# tfQuery

Do we need a query language in TF, like MQL?

Yes, it is convenient to have a more declarative way of getting a set of interesting nodes to work with. But should it be MQL?

Experience shows that MQL may give you a very good first try, 
until you realize that you may not have queried for all cases.
You forgot to query for some elements in a different order.
You have not reckoned with gaps.
And the query does not give you interesting things from the context with the results.

Look in SHEBANQ for examples how unwieldy MQL queries may become.

Here is a good example:

[Oliver Glanz: 101_paradigm_strong-verb](https://shebanq.ancient-data.org/hebrew/query?id=1316)

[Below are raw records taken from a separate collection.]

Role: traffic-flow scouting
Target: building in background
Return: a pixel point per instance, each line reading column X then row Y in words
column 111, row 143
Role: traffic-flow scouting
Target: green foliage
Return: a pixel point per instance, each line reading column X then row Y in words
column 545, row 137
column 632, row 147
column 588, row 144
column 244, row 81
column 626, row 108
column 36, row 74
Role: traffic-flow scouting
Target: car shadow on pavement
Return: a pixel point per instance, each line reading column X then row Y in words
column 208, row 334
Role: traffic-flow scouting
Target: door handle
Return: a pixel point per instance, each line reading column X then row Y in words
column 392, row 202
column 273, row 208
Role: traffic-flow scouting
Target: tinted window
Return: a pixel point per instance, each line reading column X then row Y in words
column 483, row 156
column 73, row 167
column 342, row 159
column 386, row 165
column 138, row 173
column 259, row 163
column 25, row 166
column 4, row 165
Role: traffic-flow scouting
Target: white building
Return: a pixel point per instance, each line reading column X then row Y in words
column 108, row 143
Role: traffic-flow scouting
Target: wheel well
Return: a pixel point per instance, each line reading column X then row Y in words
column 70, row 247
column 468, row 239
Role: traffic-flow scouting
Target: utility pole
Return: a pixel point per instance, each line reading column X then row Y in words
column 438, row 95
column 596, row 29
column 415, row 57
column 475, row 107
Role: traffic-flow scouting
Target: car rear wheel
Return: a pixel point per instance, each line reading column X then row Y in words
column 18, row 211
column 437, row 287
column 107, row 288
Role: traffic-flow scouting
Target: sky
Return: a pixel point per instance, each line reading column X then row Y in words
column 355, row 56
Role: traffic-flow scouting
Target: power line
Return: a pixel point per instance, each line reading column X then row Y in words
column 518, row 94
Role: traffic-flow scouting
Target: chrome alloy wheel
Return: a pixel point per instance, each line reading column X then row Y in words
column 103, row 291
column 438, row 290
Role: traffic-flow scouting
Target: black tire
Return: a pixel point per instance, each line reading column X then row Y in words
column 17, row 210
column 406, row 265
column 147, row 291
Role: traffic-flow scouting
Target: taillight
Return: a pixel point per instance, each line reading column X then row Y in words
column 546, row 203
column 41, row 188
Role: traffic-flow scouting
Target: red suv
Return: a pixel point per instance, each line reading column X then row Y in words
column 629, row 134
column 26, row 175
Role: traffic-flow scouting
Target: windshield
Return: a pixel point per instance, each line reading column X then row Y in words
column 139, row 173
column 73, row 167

Also, I wonder: do want a new language? Suppose we make a TFQL, then we need a parser for it,
we need to define a syntax, we need to refine the syntax, update the parser, etc.
It will become a cumbersome straight-jacket.

In our case, we do not have the requirement that non-coders should be able to use TFQL in a stand-alone manner.

On the contrary, TFQL should live in a programming environment, and we can take advantage of that.

Here are initial thought for **tfQuery**, a query *mechanism* inside TF.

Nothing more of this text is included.